Os participantes do estudo foram seis profissionais de Recursos Humanos, todos do sexo feminino, com idades variando entre 25 e 48 anos. Em termos de formação, quatro possuíam ensino superior completo, uma estava cursando especialização e outra já havia concluído pós-graduação. A experiência na área de RH dos entrevistados variou de oito a 24 anos, com tempo de atuação na empresa atual entre um e três anos. Os cargos ocupados incluíam analista, especialista e coordenador, o que proporcionou uma diversidade de perspectivas sobre a vivência com líderes narcisistas no ambiente corporativo. Caracterização dos traços do líder narcisista
A primeira categoria de análise, emergente das falas dos participantes, concentrou-se nas características atribuídas aos líderes identificados como narcisistas. Os traços mais frequentemente mencionados foram grandiosidade, autoafirmação, arrogância, manipulação, favoritismo e prepotência. Essas características são centrais na definição do narcisismo organizacional, conforme descrito pela American Psychiatric Association (APA, 2023), que o caracteriza como uma manifestação de autorreferência grandiosa, necessidade de admiração e ausência de empatia.

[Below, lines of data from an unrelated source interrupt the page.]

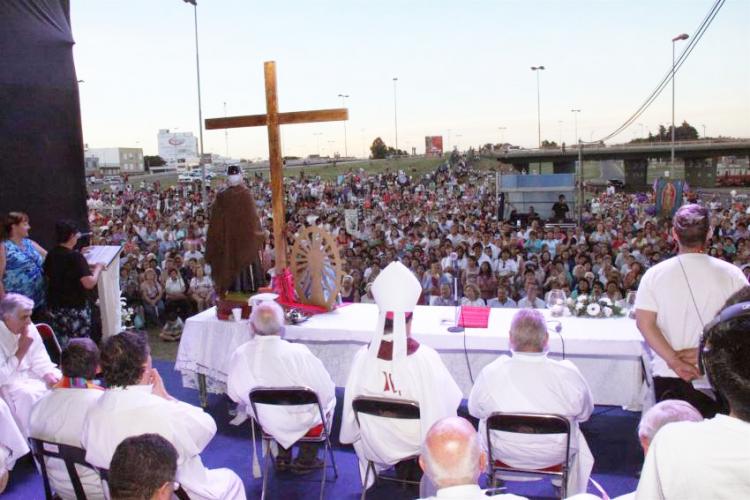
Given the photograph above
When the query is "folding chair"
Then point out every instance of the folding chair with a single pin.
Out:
(180, 493)
(401, 409)
(50, 342)
(294, 396)
(529, 423)
(71, 455)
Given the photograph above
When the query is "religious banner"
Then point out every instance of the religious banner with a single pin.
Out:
(351, 220)
(433, 145)
(317, 268)
(668, 195)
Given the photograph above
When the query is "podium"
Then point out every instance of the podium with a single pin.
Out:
(108, 286)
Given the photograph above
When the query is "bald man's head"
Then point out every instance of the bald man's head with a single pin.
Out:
(451, 455)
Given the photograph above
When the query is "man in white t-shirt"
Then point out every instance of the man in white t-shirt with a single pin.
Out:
(709, 459)
(675, 300)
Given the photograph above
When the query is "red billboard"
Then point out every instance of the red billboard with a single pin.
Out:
(433, 145)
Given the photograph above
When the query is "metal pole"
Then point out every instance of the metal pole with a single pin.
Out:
(580, 200)
(226, 134)
(395, 114)
(538, 112)
(200, 109)
(683, 36)
(343, 105)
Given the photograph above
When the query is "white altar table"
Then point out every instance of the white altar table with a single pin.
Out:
(609, 352)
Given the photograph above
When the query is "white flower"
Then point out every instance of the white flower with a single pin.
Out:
(593, 309)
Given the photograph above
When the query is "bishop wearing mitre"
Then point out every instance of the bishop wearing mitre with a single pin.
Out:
(394, 365)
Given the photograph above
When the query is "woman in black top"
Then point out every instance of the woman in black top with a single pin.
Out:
(68, 278)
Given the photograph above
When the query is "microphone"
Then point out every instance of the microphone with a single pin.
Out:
(558, 325)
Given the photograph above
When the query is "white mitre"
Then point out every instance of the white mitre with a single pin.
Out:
(396, 290)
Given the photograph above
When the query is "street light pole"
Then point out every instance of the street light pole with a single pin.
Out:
(395, 113)
(317, 135)
(579, 170)
(226, 134)
(194, 3)
(537, 69)
(575, 121)
(683, 36)
(343, 105)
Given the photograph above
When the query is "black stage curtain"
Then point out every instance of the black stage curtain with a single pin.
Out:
(41, 143)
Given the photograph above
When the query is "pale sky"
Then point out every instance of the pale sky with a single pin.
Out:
(463, 69)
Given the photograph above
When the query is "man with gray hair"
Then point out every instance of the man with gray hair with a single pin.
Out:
(453, 460)
(267, 360)
(659, 415)
(530, 382)
(26, 372)
(676, 299)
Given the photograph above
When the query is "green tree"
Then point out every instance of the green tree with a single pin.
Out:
(378, 150)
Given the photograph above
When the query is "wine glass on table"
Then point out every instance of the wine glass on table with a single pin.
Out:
(630, 304)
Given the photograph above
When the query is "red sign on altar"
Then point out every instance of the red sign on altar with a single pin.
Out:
(474, 317)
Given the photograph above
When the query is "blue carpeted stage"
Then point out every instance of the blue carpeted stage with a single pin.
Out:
(611, 434)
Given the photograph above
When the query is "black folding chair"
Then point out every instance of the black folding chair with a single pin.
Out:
(293, 396)
(401, 409)
(529, 423)
(180, 493)
(71, 455)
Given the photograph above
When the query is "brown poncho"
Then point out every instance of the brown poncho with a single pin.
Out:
(234, 235)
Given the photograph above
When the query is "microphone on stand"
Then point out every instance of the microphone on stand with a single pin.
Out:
(457, 308)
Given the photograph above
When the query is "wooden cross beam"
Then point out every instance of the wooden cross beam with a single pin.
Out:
(273, 119)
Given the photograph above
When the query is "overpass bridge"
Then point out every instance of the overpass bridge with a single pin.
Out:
(700, 158)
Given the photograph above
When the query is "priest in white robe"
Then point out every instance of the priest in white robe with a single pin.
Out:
(12, 444)
(137, 403)
(395, 366)
(530, 382)
(270, 361)
(26, 372)
(58, 416)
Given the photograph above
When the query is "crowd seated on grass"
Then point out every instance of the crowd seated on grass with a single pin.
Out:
(442, 225)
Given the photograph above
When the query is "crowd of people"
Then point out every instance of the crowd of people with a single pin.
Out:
(442, 225)
(428, 240)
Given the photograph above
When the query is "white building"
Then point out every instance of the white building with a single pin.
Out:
(178, 149)
(117, 160)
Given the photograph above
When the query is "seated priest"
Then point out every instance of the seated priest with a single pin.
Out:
(453, 461)
(710, 458)
(270, 361)
(136, 403)
(143, 467)
(530, 382)
(12, 444)
(59, 415)
(26, 372)
(396, 366)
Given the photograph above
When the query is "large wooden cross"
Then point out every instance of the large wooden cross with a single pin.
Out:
(273, 119)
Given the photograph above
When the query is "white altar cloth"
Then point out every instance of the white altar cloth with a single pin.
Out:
(609, 352)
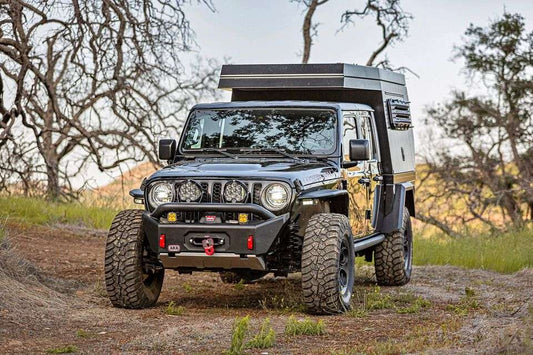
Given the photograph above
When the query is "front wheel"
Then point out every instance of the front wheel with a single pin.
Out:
(393, 257)
(328, 264)
(129, 283)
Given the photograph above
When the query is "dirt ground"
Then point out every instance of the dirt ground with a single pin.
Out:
(52, 297)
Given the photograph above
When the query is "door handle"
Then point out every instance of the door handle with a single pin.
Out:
(364, 181)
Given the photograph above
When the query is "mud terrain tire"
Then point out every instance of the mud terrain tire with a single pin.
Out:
(127, 283)
(328, 264)
(393, 257)
(247, 276)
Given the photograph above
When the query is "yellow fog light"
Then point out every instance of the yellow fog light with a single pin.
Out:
(172, 217)
(243, 217)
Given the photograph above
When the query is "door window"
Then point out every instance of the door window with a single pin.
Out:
(349, 133)
(366, 132)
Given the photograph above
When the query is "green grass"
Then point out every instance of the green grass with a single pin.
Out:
(173, 310)
(38, 211)
(505, 253)
(304, 327)
(265, 338)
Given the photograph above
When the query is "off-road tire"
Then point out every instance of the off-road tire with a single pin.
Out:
(127, 284)
(393, 257)
(247, 276)
(328, 264)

A grandiosidade e a autoafirmação foram percebidas quando o líder atribuía a si mesmo todos os resultados positivos, enquanto culpava os colaboradores por eventuais erros. Um dos entrevistados (E1) ilustrou essa dinâmica ao relatar: “Tudo que deu problema, você que fez. Se deu certo, eu escondo de todo mundo e falo que fui eu.” Essa postura, que dificulta a atuação profissional e compromete o reconhecimento do trabalho alheio, está alinhada com a observação de Amorim (2021) de que líderes narcisistas buscam constantemente reafirmar sua superioridade e têm dificuldade em aceitar críticas ou dividir méritos.
A autoafirmação também se manifestou na forma como alguns líderes limitavam o desenvolvimento de seus subordinados. A entrevistada E4 descreveu como era ignorada e excluída de reuniões e projetos, sentindo que sua evolução profissional incomodava o líder, o que a impedia de agir e comprometia seu crescimento. Essa conduta reflete a tendência do líder narcisista em manter os liderados submissos e leais para garantir elogios constantes, conforme apontado por Wang et al. (2021) e Lubit (2002), que destacam a atração por aduladores para sustentar uma imagem de competência.
A arrogância, definida como um orgulho excessivo e uma atitude de superioridade, foi uma característica recorrente em todos os relatos. Embora alguns participantes reconhecessem que se desenvolveram profissionalmente sob a tutela de um líder com esses traços, a dificuldade de relacionamento era evidente. Um exemplo marcante foi o relato de E2 sobre a reação de seu líder ao ser informado de sua saída da empresa, respondendo com desprezo e comentários depreciativos, como: “tudo bem, então a gente vai colocar uma pessoa muito melhor que você para assumir esse papel.”
A manipulação foi outro traço proeminente, manifestada na centralização de decisões, embora o líder criasse a ilusão de autonomia para a equipe. A entrevistada E2 descreveu essa dinâmica: “Então é aparentemente, te dá ali algum nível de autonomia, mesmo que esteja ali, a gente sabe que tem toda a questão do controle por trás.” Essa estratégia de dominação, que utiliza manipulação e controle, é consistente com a literatura sobre a Tríade Sombria (Araújo & Filho, 2021; Pimentel et al., 2024), que aponta para decisões centralizadas e uma autonomia mascarada.
Outro exemplo de manipulação envolvia a desvalorização das competências dos colaboradores, levando-os a questionar suas próprias habilidades. A entrevistada E1 relatou ter passado a duvidar de seus conhecimentos técnicos, sentindo-se uma profissional inadequada devido às táticas do líder. Essa forma de minar a autoestima da equipe é um comportamento contraprodutivo, que se alinha com as observações de Braun et al. (2018) sobre a inveja maliciosa e os comportamentos destrutivos de líderes narcisistas.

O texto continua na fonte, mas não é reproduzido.